The package contains an extensive test suite and tries to apply a behavior driven development approach. All features should be accompanied by a test-case.
To launch the tests you need to install busted
(See:
Olivine-Labs/busted) via luarocks
:
luarocks install busted
then you can run all tests via command line:
cd specs/
./run_all.sh
The package relies on self-documenting functions via the argcheck package that reside in the doc folder. The GitHub Wiki is intended for more extensive in detail documentation.

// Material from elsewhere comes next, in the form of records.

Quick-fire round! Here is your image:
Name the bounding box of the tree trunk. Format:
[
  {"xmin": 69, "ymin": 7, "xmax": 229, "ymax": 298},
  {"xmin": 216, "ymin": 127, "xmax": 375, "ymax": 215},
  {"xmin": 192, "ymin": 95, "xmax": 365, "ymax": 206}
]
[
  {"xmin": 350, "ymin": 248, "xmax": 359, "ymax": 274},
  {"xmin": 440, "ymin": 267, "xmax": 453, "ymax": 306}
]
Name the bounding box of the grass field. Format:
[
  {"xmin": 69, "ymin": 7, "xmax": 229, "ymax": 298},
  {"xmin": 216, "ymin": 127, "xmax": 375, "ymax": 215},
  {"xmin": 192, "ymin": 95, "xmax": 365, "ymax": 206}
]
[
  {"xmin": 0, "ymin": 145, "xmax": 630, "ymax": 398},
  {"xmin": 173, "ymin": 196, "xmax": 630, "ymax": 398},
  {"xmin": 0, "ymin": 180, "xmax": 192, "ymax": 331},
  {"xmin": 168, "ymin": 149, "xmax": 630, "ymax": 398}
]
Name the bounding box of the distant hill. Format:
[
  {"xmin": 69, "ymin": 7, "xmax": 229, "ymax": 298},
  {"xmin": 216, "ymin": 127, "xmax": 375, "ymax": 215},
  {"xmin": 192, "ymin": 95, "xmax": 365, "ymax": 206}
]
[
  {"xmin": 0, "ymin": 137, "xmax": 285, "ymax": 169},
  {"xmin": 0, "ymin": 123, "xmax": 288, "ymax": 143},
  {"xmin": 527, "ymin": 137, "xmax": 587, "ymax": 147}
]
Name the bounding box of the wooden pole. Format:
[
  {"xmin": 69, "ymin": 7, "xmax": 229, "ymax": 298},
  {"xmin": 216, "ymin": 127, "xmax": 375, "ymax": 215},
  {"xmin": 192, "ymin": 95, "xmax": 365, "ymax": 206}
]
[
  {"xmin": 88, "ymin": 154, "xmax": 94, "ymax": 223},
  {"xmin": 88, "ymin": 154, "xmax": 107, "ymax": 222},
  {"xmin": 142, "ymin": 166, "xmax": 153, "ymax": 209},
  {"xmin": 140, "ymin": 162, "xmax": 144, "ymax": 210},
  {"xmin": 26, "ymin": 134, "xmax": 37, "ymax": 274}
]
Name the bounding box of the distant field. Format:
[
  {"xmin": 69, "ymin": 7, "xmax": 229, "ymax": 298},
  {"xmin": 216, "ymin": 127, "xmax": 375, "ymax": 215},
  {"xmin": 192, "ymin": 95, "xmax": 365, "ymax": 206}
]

To generate the documentation please run:
th doc.lua > /dev/null
Feel free to report a bug, suggest enhancements or submit new cool features using Issues or directly send us a Pull Request :). Don't forget to test your code and generate the doc before submitting. You can find how we implemented our tests in the specs directory. See "Behavior Driven Development" for more details on this technique.